A court victory for the plaintiffs also could bolster parallel legal efforts in other states, experts said.
“It’s something that people around the country are going to be watching,” said Michael Li, a lawyer at the Brennan Center for Justice at New York University Law School who studies redistricting.
Unlike the U.S. Constitution, the North Carolina version includes a provision guaranteeing “free” elections. The lawsuit filed in state Superior Court by Common Cause North Carolina, a good-government advocacy group, and the state Democratic Party claims the current legislative map runs afoul of that principle.
In a similar case last year, the Pennsylvania state Supreme Court threw out Republican-drawn congressional maps, finding that partisan gerrymandering violated the state constitution’s free elections clause.

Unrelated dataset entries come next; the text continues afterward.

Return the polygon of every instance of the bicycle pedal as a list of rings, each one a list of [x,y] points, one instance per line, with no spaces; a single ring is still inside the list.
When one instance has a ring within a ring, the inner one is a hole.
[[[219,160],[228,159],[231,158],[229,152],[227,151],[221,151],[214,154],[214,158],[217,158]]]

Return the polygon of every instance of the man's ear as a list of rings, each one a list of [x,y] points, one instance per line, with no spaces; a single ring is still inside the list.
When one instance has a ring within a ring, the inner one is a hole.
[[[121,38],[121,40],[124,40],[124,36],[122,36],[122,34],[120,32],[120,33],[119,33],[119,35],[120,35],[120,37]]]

Under new maps, Democrats captured half of the state’s 18 seats in the U.S. House of Representatives, compared with only five in 2016.

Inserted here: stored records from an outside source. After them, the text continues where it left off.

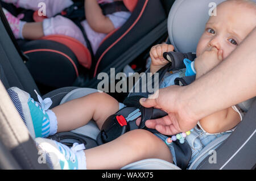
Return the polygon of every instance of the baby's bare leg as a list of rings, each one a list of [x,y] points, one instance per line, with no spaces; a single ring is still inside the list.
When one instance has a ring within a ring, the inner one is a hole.
[[[118,169],[143,159],[172,162],[168,146],[151,132],[135,129],[110,142],[85,150],[87,169]]]
[[[57,132],[69,131],[86,124],[92,119],[100,129],[105,120],[119,110],[119,103],[105,93],[93,93],[53,108]]]

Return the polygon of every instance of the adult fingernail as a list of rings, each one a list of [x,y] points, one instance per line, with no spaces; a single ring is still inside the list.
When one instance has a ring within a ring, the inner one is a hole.
[[[146,99],[146,99],[146,98],[141,98],[141,102],[145,102],[145,101],[146,101]]]

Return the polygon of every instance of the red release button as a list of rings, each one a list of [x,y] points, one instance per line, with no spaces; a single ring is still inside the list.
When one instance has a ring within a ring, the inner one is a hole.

While state court rulings are not binding in other states, judges will often consider similar cases in crafting their decisions, Li said.
The North Carolina case is expected eventually to reach the state’s Supreme Court. The court has six judges appointed by a Democratic governor and only one Republican-appointed judge, increasing the odds that a gerrymandering challenge will succeed, according to legal experts.

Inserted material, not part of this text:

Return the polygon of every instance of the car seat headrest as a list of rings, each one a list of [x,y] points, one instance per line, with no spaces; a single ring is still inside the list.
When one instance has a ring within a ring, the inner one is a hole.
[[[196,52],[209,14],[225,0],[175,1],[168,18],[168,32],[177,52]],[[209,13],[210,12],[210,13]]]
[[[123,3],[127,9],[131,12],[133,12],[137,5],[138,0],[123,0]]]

Every decade, the boundaries of U.S. House and state legislative districts are redrawn to reflect population changes in census data; in most states, the party in power controls redistricting.
Typically, gerrymandering concentrates one party’s voters in a small number of districts while diluting them everywhere else, a practice known as “packing and cracking.”
The North Carolina lawsuit involves only the district lines for the state’s legislature. Common Cause challenged North Carolina’s U.S. congressional districts in a separate federal case that eventually led to the U.S. Supreme Court’s 5-4 ruling two weeks ago.
But a ruling from the state Supreme Court that state legislative districts cannot be gerrymandered for partisan gain under the North Carolina constitution would likely apply equally to U.S. congressional lines, which are also drawn by state lawmakers.
The current congressional map is considered by experts one of the most extreme examples of gerrymandering in the country. Republicans won nine of the state’s 13 seats in 2018 and Democrats won three, with one race’s results thrown out due to fraud allegations, even as Republicans won the statewide popular vote by only two percentage points.
Similarly, Republicans won majorities in both the state House of Representatives and the state Senate in 2018 – despite losing the statewide popular vote.
“It doesn’t provide everyone with an equal vote,” said Bob Phillips, the executive director of Common Cause North Carolina. “It really is an inability of citizens to hold their elected officials accountable.”
Pat Ryan, a spokesman for the state Senate’s top Republican, Phil Berger, acknowledged that lawmakers took partisanship into consideration when drawing the state legislative map. But he said the constitution already imposed strict rules that limit the impact, including restrictions on dividing populous counties.
“We’re subject to one of, if not the, strictest set of rules governing how those maps can be drawn,” he said. He also said even nonpartisan maps tend to favor Republicans, given how Democratic voters tend to cluster in urban areas.
The trial is expected to last up to two weeks. The judges are likely to issue their verdict weeks or months after the proceeding ends, which will almost certainly be followed by an appeal to the state Supreme Court from the losing side.